The first reporter to fall for the tale was The New York Times' Jeff Gerth, an investigative reporter. He produced an almost incomprehensible report on the Clintons' Whitewater land investments in early 1992. But incomprehensible or not, the fact that it appeared in so prestigious a paper as The New York Times insinuated that something must have been wrong. And that meant that every other baying hound in the pack had to give chase.
The tale of the resulting journalistic feeding frenzy is artfully told in a new book titled Fools for Scandal, by Gene Lyons and the editors of Harper's Magazine. Lyons is a columnist for The Arkansas Democrat-Gazette, a paper that, despite its title, has historically been anti-Clinton. He is also a former editor at Harper's and Newsweek, and has been widely published as a literary critic.
Lyons begins by showing how Gerth was duped by Clinton's GOP enemies and how Gerth's original stories were so error-filled, intentionally or otherwise, that one of the key figures, former Arkansas state securities director Lee Thalheimer, called them “unmitigated horseshit.”
Beverly Bassett Shaffer, Thalheimer's successor in that department and another figure upon whom Gerth heavily relied for his reporting, was so upset by the story -- although she was treated favorably -- that she considered filing a libel suit.

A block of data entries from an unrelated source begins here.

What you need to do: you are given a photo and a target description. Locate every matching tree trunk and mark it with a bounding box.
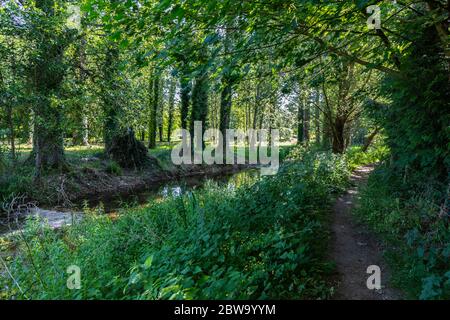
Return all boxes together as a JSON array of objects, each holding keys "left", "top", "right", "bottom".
[
  {"left": 180, "top": 74, "right": 192, "bottom": 130},
  {"left": 81, "top": 114, "right": 89, "bottom": 147},
  {"left": 314, "top": 90, "right": 321, "bottom": 145},
  {"left": 31, "top": 0, "right": 67, "bottom": 177},
  {"left": 303, "top": 97, "right": 311, "bottom": 144},
  {"left": 332, "top": 119, "right": 345, "bottom": 154},
  {"left": 297, "top": 94, "right": 304, "bottom": 144},
  {"left": 167, "top": 77, "right": 176, "bottom": 142},
  {"left": 157, "top": 74, "right": 164, "bottom": 142},
  {"left": 362, "top": 128, "right": 380, "bottom": 152},
  {"left": 189, "top": 72, "right": 208, "bottom": 147},
  {"left": 148, "top": 73, "right": 160, "bottom": 149},
  {"left": 6, "top": 105, "right": 16, "bottom": 164}
]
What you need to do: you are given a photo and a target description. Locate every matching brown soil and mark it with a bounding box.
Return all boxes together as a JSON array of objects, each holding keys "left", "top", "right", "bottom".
[
  {"left": 330, "top": 166, "right": 400, "bottom": 300},
  {"left": 40, "top": 165, "right": 251, "bottom": 208}
]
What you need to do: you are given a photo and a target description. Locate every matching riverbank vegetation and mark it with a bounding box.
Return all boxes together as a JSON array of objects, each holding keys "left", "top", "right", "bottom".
[{"left": 0, "top": 0, "right": 450, "bottom": 299}]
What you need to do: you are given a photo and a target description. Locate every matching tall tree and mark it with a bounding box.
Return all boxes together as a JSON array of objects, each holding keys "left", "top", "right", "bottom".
[
  {"left": 30, "top": 0, "right": 71, "bottom": 176},
  {"left": 167, "top": 76, "right": 177, "bottom": 142}
]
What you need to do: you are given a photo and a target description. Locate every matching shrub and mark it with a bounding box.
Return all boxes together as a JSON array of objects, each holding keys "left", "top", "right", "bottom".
[
  {"left": 356, "top": 166, "right": 450, "bottom": 299},
  {"left": 0, "top": 153, "right": 348, "bottom": 299},
  {"left": 105, "top": 161, "right": 122, "bottom": 176}
]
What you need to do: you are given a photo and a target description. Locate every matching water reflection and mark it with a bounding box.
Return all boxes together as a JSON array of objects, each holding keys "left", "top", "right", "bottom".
[{"left": 85, "top": 169, "right": 260, "bottom": 213}]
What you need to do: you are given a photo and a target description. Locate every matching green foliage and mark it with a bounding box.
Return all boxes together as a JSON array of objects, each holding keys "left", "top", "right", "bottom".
[
  {"left": 346, "top": 145, "right": 389, "bottom": 170},
  {"left": 356, "top": 166, "right": 450, "bottom": 299},
  {"left": 0, "top": 153, "right": 349, "bottom": 299},
  {"left": 105, "top": 160, "right": 122, "bottom": 176}
]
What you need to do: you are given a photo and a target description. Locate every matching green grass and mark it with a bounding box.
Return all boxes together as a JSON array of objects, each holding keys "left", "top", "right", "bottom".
[
  {"left": 3, "top": 148, "right": 349, "bottom": 299},
  {"left": 355, "top": 165, "right": 450, "bottom": 299}
]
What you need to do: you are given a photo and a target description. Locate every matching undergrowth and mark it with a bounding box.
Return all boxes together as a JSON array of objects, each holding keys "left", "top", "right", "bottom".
[{"left": 1, "top": 148, "right": 349, "bottom": 299}]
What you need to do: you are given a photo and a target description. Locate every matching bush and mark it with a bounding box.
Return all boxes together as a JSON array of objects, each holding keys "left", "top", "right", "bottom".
[
  {"left": 105, "top": 161, "right": 122, "bottom": 176},
  {"left": 356, "top": 166, "right": 450, "bottom": 299},
  {"left": 346, "top": 145, "right": 389, "bottom": 170},
  {"left": 0, "top": 153, "right": 349, "bottom": 299}
]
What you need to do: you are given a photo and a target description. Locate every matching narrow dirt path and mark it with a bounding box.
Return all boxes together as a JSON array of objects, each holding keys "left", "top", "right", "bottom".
[{"left": 330, "top": 165, "right": 400, "bottom": 300}]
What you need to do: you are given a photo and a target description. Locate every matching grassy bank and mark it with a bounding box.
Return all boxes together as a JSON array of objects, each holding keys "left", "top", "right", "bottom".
[
  {"left": 2, "top": 148, "right": 349, "bottom": 299},
  {"left": 356, "top": 164, "right": 450, "bottom": 299}
]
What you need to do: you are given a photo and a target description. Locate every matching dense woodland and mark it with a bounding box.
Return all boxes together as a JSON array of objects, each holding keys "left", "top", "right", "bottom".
[{"left": 0, "top": 0, "right": 450, "bottom": 299}]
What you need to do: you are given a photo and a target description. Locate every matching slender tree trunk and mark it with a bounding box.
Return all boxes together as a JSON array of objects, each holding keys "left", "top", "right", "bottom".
[
  {"left": 148, "top": 73, "right": 160, "bottom": 149},
  {"left": 157, "top": 78, "right": 164, "bottom": 142},
  {"left": 332, "top": 118, "right": 345, "bottom": 154},
  {"left": 303, "top": 96, "right": 311, "bottom": 144},
  {"left": 297, "top": 94, "right": 304, "bottom": 144},
  {"left": 6, "top": 105, "right": 16, "bottom": 164},
  {"left": 32, "top": 0, "right": 67, "bottom": 177},
  {"left": 314, "top": 90, "right": 321, "bottom": 145},
  {"left": 252, "top": 82, "right": 261, "bottom": 130},
  {"left": 180, "top": 75, "right": 192, "bottom": 129},
  {"left": 189, "top": 72, "right": 208, "bottom": 147},
  {"left": 167, "top": 77, "right": 176, "bottom": 142},
  {"left": 81, "top": 114, "right": 89, "bottom": 147},
  {"left": 362, "top": 128, "right": 380, "bottom": 152}
]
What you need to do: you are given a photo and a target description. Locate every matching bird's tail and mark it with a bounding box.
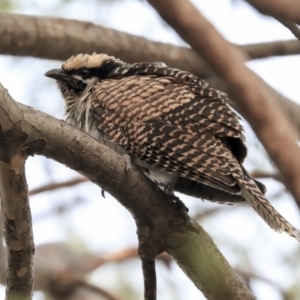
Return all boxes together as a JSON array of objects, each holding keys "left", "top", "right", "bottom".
[{"left": 236, "top": 174, "right": 300, "bottom": 242}]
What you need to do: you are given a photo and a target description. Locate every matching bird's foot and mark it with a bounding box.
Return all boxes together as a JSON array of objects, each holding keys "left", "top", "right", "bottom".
[
  {"left": 168, "top": 194, "right": 189, "bottom": 213},
  {"left": 123, "top": 154, "right": 131, "bottom": 172}
]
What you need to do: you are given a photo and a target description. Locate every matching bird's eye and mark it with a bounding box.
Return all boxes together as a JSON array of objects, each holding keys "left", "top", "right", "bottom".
[{"left": 79, "top": 69, "right": 90, "bottom": 78}]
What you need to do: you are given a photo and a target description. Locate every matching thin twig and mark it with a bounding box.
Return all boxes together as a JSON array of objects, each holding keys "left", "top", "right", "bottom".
[{"left": 142, "top": 259, "right": 156, "bottom": 300}]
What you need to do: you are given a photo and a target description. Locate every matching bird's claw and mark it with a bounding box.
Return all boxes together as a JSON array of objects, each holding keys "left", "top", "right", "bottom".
[{"left": 123, "top": 154, "right": 131, "bottom": 172}]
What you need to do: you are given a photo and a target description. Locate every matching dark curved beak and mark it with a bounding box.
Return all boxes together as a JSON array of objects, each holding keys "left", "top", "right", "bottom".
[{"left": 45, "top": 69, "right": 71, "bottom": 82}]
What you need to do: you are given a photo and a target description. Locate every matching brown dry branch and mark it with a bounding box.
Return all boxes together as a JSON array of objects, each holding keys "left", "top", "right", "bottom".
[
  {"left": 149, "top": 0, "right": 300, "bottom": 208},
  {"left": 140, "top": 253, "right": 157, "bottom": 300},
  {"left": 0, "top": 123, "right": 34, "bottom": 300},
  {"left": 28, "top": 177, "right": 88, "bottom": 196},
  {"left": 0, "top": 85, "right": 254, "bottom": 300},
  {"left": 246, "top": 0, "right": 300, "bottom": 24},
  {"left": 0, "top": 14, "right": 300, "bottom": 132}
]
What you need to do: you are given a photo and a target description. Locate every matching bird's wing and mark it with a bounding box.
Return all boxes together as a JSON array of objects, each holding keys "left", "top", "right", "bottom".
[
  {"left": 92, "top": 75, "right": 300, "bottom": 240},
  {"left": 108, "top": 62, "right": 247, "bottom": 163},
  {"left": 92, "top": 76, "right": 244, "bottom": 194}
]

Nonetheless, with The Times' imprimatur, the parade of reporters from Washington, D.C., to Little Rock began, and most, like Gerth, ended up dining on the table scraps served up by Clinton's GOP enemies.
[...]
I know neither Gerth nor Lyons. But I have reason to worry about the former's work. The New York Times reporter ventured to Florida before the 1994 governor's race to report a story alleging dark dealings by Republican-candidate Jeb Bush with a Broward savings and loan.
Those same dealings had previously been examined by The Herald and found quite legitimate, thus producing no story. Yet when Gerth's again-incomprehensible version appeared in The Times, it became the basis for a long-running attack on Bush's integrity and furnished material for political ads insinuating near criminality.